I recently listened to a great presentation on innovation by Bill Burnett, partner at Launchpad Partners. I recommend you download the slides to his presentation, "The CEO's Role in Innovation," in order to understand just how important innovation is to profitability as well as the CEOs role in creating the right culture. I also hand it to Bill that he not only lays out the CEO's role, but discusses what it takes organizationally to implement innovation – including getting the right people involved to go beyond just coming up with good ideas.
Markets shift. Sometimes there are long periods in which the market is reasonably the same (like newspapers). And sometimes it seems like new changes are happening rapidly (like computers). How long between shifts is impossible to predict. But it is certain that all markets shift. Some new technology, or a new form of solution, or a new way of pricing, or a new competitor will enter the market and change things such that the profitability of previous solutions declines. And it is the role of CEOs to create an open culture in which the management team feels it must keep its eyes peeled for market shifts, bring them to the company for discussion, and propose innovations which can increase the longevity of company sales and profits by addressing the market shifts.

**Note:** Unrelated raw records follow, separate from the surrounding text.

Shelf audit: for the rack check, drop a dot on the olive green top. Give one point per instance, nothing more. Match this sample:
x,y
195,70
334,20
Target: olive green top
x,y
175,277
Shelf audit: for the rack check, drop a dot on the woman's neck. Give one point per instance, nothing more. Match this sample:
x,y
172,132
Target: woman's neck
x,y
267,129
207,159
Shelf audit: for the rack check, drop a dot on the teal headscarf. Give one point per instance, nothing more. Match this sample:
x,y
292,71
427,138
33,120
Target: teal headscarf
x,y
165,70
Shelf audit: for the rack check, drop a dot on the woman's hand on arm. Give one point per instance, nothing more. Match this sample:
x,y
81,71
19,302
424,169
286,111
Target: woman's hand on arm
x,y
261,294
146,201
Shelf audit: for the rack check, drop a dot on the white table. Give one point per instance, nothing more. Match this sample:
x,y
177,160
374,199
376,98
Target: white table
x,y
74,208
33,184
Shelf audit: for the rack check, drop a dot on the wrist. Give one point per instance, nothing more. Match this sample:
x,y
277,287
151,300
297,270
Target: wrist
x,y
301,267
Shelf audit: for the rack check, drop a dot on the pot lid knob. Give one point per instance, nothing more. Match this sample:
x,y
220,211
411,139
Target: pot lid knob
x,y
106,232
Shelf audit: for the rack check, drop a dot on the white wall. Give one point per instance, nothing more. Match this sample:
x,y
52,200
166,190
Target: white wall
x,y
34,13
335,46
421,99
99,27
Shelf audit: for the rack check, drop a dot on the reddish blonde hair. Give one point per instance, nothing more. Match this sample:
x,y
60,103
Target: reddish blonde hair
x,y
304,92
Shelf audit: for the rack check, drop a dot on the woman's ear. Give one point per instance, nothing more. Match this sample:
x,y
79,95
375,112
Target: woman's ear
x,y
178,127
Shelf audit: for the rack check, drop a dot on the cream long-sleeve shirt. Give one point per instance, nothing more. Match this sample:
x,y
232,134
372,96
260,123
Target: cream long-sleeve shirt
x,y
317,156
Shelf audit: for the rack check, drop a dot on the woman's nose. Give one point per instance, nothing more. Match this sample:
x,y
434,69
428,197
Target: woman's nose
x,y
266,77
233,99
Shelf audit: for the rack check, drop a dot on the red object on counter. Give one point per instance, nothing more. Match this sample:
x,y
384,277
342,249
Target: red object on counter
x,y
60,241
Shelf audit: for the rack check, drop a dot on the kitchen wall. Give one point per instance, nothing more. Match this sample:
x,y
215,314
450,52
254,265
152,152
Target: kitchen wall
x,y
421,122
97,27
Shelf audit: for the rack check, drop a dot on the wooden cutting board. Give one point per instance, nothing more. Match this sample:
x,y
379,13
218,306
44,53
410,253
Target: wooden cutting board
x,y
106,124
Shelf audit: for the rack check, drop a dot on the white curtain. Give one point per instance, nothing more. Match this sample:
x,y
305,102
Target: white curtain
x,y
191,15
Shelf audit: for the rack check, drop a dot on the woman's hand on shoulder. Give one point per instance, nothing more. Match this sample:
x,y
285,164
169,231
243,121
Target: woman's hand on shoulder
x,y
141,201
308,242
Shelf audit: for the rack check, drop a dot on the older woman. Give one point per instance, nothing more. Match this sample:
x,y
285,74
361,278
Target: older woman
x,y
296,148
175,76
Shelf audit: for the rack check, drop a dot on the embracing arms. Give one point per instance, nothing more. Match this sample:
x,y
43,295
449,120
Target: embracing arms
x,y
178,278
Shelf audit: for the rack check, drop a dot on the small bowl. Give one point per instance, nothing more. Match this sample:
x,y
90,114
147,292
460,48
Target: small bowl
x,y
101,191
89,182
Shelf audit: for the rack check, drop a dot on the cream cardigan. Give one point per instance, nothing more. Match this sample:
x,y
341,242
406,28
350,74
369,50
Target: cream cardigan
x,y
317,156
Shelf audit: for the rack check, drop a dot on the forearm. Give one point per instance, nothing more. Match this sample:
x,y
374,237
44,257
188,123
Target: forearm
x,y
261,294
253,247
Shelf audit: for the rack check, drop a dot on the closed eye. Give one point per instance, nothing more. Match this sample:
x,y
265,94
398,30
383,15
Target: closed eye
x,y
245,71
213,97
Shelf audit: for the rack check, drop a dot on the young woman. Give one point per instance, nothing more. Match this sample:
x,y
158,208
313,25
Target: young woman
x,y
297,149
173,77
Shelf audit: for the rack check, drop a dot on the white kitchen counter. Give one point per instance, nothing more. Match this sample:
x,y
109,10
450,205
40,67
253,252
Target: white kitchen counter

Take for example the current shift in the sports market. This is important, because a throng of businesses advertise in the sports market. Everything from TV or radio ads during games, to ads inside event brochures, to putting logos on equipment and uniforms, to paying athletes as endorsers. Being aligned with the right sports, the right teams and the right athletes is worth a lot of money. You can legitimately ask, would Nike be Nike if they hadn't been the first company to sign up Michael Jordan – and later Tiger Woods? So the money is very large (billions of dollars) making mistakes very expensive. But getting it right can be worth billions in returns.
So catching a recent MediaPost.com blog "The Allure of Action Sports" is important. While most of us think of basketball, baseball, American football and possibly NASCAR – for GEN Y (young folks) sports is taking on an entirely new meaning. These are sports with almost no rules – just technique. They pack the stands at events such as the Dew Tour and X Games. Active participants include almost 12 million skateboarders, 7 million snowboarders and 3 million BMX riders. Not only do people watch these sports, but the most popular performers have their own cable TV shows – like "Viva La Bam." Just like football and basketball overtook our fathers' love of baseball as America's pastime – young competitors are shifting to watch and practice action sports. For people in consumer goods and many retailers, it becomes critical that the CEO provide an environment where the company can Disrupt its old marketing practices and create White Space to explore how to link with these new markets. The winners will rake in millions of higher profits. The laggards will see the value of their sports market spending decline.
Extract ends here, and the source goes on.